Bien évidemment, la société a besoin du psychiatre, du psychologue, mais sans un partenariat serré, j’entends clinique, épistémologique, éthique et surtout sans concession avec le psychanalyste, toute tentative de sauvetage sera interprétée par le malade comme un naufrage. Aider n’est pas porter ni, surtout, transporter.
Un clinicien doit être dépendant de l’argent du patient. La dépendance des praticiens de l’argent public les déshonore car elle détériore toute possibilité pour ces derniers d’avoir l’aisance de conduire la cure selon les exigences de la clinique et non celles du « donneur de l’argent qui n’est pas le sien. » Bien évidemment l’ARS est devenu un centre expert, et alors ? Bien évidemment les diagnostics sont issus du DSM 5. Êtes-vous étonnée ? On n’arrive pas à traverser du point a au point b sans mendier une subvention. Comment voulez-vous que nous puissions tenir tête au tsunami idéologique de ce manuel ? Mettons sur pied un groupe de discussions et d’actions cliniques et évaluons-le dans six mois. Si cette expérience rate, je mange mon chapeau et je paye la tournée.
Il nous faut de l’autonomie, et elle viendra si nous mettons en place un dispositif qui fonctionne.

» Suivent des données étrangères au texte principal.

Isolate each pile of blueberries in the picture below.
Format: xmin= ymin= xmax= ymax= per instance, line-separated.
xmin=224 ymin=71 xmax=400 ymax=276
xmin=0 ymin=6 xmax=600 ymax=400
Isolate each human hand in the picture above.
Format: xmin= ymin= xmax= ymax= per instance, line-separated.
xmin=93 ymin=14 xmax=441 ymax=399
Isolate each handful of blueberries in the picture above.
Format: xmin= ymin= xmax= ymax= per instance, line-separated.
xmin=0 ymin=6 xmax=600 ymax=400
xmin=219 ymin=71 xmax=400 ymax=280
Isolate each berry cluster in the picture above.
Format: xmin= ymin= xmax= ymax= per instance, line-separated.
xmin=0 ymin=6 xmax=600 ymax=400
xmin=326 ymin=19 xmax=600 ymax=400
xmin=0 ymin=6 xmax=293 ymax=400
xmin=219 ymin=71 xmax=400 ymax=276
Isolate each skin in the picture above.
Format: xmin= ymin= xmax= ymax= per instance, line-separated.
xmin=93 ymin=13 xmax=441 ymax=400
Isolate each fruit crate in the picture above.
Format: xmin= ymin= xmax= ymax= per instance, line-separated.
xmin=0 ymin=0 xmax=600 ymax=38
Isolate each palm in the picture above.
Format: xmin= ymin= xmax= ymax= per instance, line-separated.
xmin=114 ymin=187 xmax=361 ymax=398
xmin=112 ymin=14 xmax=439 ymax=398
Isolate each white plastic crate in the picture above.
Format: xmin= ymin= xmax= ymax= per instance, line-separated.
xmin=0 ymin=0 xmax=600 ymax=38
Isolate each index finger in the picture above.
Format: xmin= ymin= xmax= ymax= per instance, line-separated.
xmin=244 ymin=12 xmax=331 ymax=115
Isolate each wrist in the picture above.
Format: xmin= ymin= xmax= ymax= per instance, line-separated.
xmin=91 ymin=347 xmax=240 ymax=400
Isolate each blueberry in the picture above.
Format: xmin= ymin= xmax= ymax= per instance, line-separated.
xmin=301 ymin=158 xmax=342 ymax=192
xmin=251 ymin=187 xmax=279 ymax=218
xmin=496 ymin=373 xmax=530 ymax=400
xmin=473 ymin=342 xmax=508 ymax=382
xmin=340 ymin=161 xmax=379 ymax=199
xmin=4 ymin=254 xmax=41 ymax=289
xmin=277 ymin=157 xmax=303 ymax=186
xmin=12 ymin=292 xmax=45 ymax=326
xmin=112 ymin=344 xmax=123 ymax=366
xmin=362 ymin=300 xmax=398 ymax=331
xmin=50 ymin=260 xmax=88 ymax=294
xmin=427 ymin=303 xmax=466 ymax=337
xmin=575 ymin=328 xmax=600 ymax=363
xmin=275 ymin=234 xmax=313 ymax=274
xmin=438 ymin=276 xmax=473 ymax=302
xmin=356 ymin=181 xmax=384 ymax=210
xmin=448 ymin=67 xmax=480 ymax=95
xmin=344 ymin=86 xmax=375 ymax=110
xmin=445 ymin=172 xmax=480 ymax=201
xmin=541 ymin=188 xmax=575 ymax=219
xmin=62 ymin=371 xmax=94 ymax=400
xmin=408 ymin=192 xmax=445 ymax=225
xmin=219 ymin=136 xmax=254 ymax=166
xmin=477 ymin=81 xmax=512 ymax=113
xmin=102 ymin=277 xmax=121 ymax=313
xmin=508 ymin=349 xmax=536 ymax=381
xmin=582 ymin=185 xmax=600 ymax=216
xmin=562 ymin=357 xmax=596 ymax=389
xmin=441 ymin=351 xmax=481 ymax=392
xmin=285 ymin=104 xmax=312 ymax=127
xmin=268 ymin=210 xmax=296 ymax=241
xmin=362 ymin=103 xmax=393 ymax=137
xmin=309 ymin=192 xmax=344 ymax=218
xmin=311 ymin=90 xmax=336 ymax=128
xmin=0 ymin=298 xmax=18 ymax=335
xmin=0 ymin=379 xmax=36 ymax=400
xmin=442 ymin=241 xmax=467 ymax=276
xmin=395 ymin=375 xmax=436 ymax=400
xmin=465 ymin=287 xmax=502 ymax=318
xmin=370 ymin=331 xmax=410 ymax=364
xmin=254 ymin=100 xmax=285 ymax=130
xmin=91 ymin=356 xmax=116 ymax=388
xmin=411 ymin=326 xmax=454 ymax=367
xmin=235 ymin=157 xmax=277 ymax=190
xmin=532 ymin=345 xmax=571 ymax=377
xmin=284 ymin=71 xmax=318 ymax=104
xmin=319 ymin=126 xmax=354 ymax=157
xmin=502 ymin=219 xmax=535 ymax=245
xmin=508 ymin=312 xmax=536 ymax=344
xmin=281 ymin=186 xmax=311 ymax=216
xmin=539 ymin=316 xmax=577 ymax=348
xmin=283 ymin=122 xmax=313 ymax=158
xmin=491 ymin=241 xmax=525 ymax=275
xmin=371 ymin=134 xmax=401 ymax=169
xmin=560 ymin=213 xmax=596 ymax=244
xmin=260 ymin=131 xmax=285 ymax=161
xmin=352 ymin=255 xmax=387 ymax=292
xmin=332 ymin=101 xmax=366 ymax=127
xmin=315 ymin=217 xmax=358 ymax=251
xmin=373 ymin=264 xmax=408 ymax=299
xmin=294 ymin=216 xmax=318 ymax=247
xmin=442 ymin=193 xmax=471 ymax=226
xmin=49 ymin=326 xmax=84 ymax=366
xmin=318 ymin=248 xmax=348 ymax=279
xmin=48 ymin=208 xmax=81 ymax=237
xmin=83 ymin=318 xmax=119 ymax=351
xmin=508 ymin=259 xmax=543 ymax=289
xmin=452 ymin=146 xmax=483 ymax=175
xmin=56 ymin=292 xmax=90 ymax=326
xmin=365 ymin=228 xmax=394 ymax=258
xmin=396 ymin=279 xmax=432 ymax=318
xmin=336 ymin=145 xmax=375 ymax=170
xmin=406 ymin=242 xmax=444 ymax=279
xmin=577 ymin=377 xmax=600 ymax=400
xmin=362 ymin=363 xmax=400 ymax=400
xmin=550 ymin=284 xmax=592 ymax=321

La CPP fonctionne parce que, après avoir sollicité pendant des années les pouvoirs publics, je me suis décidé à acheter, avec mon épouse et l’accord de mes enfants (petits à l’époque), un local pour que les étudiants de psychologie et psychiatrie désireux de devenir psychanalystes, puissent recevoir des patients sans moyens financier.
Si chaque groupe de cliniciens (5, maximum 10) louent une pièce dans un bâtiment public, dans une mairie, dans une école, et qu’ils acceptent de former des étudiants et superviser leur conduite de la cure, je pense qu’il sera possible, en un an, d’évaluer l’expérience et voir si elle fonctionne ou non. La CPP a commencé avec l’auteur de ses lignes, il existe actuellement 8 CPP, les 20 cliniciens qui les portent sont d’accord pour laisser une plage horaire pour recevoir un patient adressé par le SETU ?, notre Service d’écoute téléphonique d’urgence (https://www.rphweb.fr/lieu-de-consultation.html). Ils ont assurés 46 230 consultations en 2019 (https://www.fernandodeamorim.com/details-bilan+des+activites+du+rph+2019-462.html).
Cette démarche est citoyenne, dans la tradition d’Hippocrate, de Freud et de Lacan.
Se plaindre des restrictions budgétaires ne touchera en rien l’avenir de la clinique psychiatrique. En revanche, si nous nous organisons, si nous mettons en place des dispositifs créés à partir de notre désir et de nos moyens, nous allons pouvoir sortir de ce circuit d’accablement incessant. La plainte ne supporte pas le désir. Attrapons donc le taureau par les cornes et le désir par la queue, comme l’avait écrit Pica-asso. Il nous faut du désir décidé car sans cela toute demande sera molle.
Je suis à votre disposition, ainsi qu’à celle du Syndicat pour qu’une « véritable politique », au « bénéfice des enfants et de leur famille », soit mise en place. Une telle démarche honorera la psychiatrie française.